Gardening

Laurel


Question: laurel


Hi, I have twenty cherry laurel plants in large pots in the garden. Every year I have to fight because they always get sick in the same way:
the gnawed leaves and the yellowed tips then dry and crumpled. You see so many small black animals that if they eat them, they look like small cockroaches.
What product should I use?
Change all the earth of the pots because it is infested? I no longer know what to do, I thank and greet

Answer: laurel


Dear Alessia,
unfortunately the prunus laurocerasus tends to be affected by a series of pests and diseases; among the most widespread insects, surely the cochineal, which generally does not nest on the shoots, but prefers the thin stems, or the base of the petioles of the leaves. In addition to cochineal, in spring, the buds are attacked by aphids: insects with a mouthpart that stings the leaf blade and sucks its lymph; in addition to ruining the leaves mechanically, aphids are often also carriers of viral or bacterial diseases, which penetrate the plant through their saliva. By eating the sap, the small insects also tend to expel the excesses of sugars, which then flow onto the healthy foliage, where they are colonized by dark mushrooms, giving rise to a classic or disorder, called fumaggine.
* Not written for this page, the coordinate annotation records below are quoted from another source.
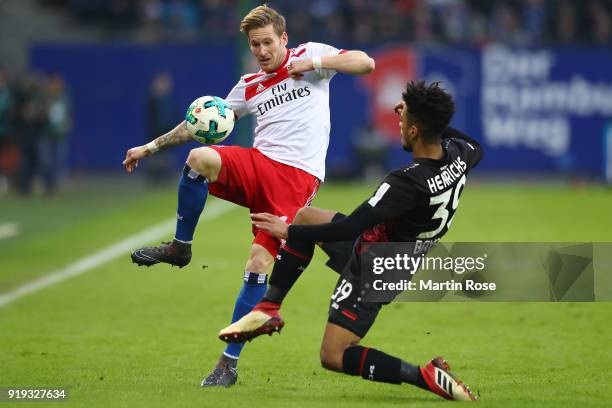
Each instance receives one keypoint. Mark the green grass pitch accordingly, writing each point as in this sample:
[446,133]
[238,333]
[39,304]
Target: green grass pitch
[126,336]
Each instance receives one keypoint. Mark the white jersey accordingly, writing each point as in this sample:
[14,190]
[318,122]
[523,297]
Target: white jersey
[292,114]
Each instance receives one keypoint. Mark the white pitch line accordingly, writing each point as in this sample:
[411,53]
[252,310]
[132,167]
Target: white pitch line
[121,248]
[9,230]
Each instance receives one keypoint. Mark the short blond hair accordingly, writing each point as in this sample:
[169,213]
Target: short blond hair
[262,16]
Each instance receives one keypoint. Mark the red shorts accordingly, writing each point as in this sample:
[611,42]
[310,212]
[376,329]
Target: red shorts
[250,179]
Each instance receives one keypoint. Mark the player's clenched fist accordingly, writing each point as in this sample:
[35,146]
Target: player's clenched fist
[133,155]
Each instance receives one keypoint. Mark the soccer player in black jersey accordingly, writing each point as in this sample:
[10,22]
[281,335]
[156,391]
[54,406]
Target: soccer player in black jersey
[414,203]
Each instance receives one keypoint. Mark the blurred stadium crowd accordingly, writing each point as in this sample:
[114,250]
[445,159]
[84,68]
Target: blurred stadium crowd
[35,119]
[361,22]
[35,122]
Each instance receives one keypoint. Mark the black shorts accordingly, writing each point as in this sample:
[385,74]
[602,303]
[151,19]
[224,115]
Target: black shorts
[346,307]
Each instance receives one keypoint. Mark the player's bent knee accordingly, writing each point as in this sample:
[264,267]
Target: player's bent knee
[205,161]
[260,261]
[331,358]
[312,215]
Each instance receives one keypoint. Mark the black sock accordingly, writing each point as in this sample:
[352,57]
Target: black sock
[375,365]
[372,364]
[291,261]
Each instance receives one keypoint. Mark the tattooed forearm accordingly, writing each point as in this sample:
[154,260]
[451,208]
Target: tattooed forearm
[176,136]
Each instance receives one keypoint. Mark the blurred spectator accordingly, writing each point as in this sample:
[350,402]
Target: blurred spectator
[600,22]
[363,22]
[30,120]
[566,22]
[6,116]
[372,148]
[53,145]
[505,25]
[534,20]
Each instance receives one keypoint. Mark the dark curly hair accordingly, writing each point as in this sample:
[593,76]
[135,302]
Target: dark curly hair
[430,107]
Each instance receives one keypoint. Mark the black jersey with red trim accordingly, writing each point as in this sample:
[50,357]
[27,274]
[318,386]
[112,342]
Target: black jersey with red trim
[413,203]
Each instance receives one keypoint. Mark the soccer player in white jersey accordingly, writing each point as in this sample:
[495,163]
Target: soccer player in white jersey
[280,174]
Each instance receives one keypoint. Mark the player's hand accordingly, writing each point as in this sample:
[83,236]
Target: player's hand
[272,224]
[133,155]
[298,67]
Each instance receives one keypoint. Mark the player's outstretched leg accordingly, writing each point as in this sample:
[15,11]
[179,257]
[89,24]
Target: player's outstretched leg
[340,352]
[202,165]
[293,258]
[226,372]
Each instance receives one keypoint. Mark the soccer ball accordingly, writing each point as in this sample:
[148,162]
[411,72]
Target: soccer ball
[209,120]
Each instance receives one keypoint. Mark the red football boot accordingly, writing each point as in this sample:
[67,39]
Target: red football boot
[441,381]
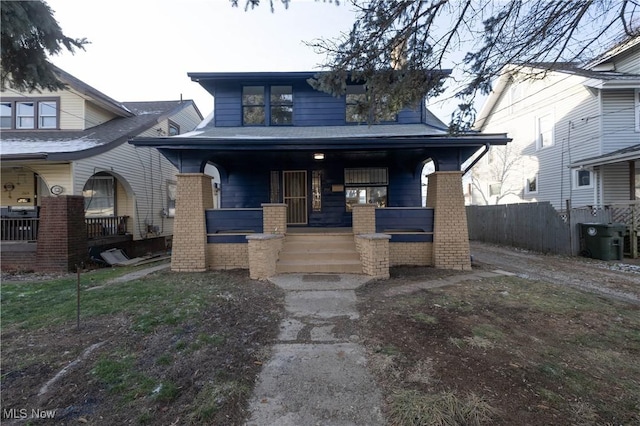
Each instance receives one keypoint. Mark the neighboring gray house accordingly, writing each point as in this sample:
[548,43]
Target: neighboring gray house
[575,131]
[74,142]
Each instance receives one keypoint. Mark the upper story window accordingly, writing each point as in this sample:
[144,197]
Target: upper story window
[531,185]
[582,179]
[281,105]
[544,131]
[253,107]
[356,111]
[267,104]
[24,114]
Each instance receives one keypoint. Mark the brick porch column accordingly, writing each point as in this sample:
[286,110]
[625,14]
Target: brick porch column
[62,234]
[274,218]
[450,232]
[363,219]
[194,195]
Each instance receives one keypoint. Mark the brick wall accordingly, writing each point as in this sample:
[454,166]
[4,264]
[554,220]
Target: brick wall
[193,197]
[263,254]
[62,237]
[374,254]
[415,254]
[228,256]
[274,218]
[450,233]
[18,256]
[364,219]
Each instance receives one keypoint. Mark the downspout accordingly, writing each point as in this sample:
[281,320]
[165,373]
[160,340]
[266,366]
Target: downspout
[486,150]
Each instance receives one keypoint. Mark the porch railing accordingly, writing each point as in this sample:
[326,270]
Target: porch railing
[23,229]
[107,226]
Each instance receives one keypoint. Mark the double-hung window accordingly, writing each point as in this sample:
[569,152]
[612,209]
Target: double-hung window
[531,185]
[544,131]
[29,114]
[267,104]
[366,186]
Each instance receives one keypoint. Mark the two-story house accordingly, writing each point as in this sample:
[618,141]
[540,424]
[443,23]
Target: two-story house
[293,160]
[72,142]
[575,131]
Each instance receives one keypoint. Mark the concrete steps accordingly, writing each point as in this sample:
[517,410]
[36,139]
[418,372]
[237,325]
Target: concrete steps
[319,253]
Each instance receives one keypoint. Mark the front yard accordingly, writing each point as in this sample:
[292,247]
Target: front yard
[180,348]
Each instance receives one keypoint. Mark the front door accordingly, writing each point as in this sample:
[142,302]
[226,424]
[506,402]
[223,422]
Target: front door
[295,196]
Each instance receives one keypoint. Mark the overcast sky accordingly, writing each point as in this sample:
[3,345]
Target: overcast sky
[142,50]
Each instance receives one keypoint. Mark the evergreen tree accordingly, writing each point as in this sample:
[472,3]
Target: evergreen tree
[28,33]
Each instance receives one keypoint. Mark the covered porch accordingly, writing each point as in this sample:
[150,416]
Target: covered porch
[366,183]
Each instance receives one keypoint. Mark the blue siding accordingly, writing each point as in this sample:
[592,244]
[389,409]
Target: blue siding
[406,225]
[248,183]
[310,107]
[223,224]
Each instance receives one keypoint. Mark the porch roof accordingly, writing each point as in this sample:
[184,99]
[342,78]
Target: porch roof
[320,137]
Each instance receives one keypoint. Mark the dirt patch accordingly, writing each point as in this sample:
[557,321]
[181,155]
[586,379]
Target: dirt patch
[197,371]
[530,348]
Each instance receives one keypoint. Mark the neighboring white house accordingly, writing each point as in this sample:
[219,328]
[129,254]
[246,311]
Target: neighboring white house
[74,142]
[575,131]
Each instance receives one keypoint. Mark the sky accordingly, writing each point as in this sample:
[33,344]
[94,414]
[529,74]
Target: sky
[142,50]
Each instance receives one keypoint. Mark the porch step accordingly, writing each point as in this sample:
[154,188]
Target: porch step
[324,253]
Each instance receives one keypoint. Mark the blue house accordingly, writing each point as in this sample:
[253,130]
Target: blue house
[294,161]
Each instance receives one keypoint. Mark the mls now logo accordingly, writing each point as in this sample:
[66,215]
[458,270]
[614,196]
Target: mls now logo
[23,413]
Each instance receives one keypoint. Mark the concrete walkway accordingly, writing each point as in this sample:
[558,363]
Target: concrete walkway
[317,374]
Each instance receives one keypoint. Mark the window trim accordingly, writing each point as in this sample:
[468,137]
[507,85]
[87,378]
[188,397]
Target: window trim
[575,178]
[279,103]
[527,181]
[637,109]
[13,105]
[173,124]
[171,211]
[539,141]
[267,105]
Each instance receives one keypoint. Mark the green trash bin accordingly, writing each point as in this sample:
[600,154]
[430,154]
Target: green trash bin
[603,241]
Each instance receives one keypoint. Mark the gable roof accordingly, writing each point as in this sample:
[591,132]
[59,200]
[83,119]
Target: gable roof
[604,79]
[60,145]
[626,154]
[100,98]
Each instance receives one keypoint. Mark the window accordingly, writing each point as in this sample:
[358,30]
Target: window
[356,110]
[316,190]
[495,189]
[544,131]
[366,186]
[253,107]
[174,129]
[172,190]
[281,105]
[637,110]
[274,187]
[47,115]
[27,114]
[531,185]
[582,179]
[6,115]
[99,196]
Because of all these problems, it is important to eradicate the aphids as soon as they are noticed on the plants, also because they can produce more generations during spring and summer. So we tend to vaporize the plants with products based on pyrethrum, or even specific insecticides, such as imidacloprid, already in early spring, in order to kill the first insects, without giving rise to subsequent generations. I remind you that insecticides are preferably used in the evening, and possibly when there are no flowers in the garden, so as to avoid hitting bees and other useful insects. Aphids often tend to disappear from the plants when the heat arrives, but not always; however, they are often removed from the plants simply by vaporizing the foliage with water; clear that this method, although completely natural, does not prevent the possibility of a rapid return of insects. And even if they do not come back, somewhere they will go, and if it is not on the other plants of our garden, it will be on the plants of the garden of our neighbors…. If we dislike them, it can also have an interesting implication, but I don't think that in the long run it will be completely positive.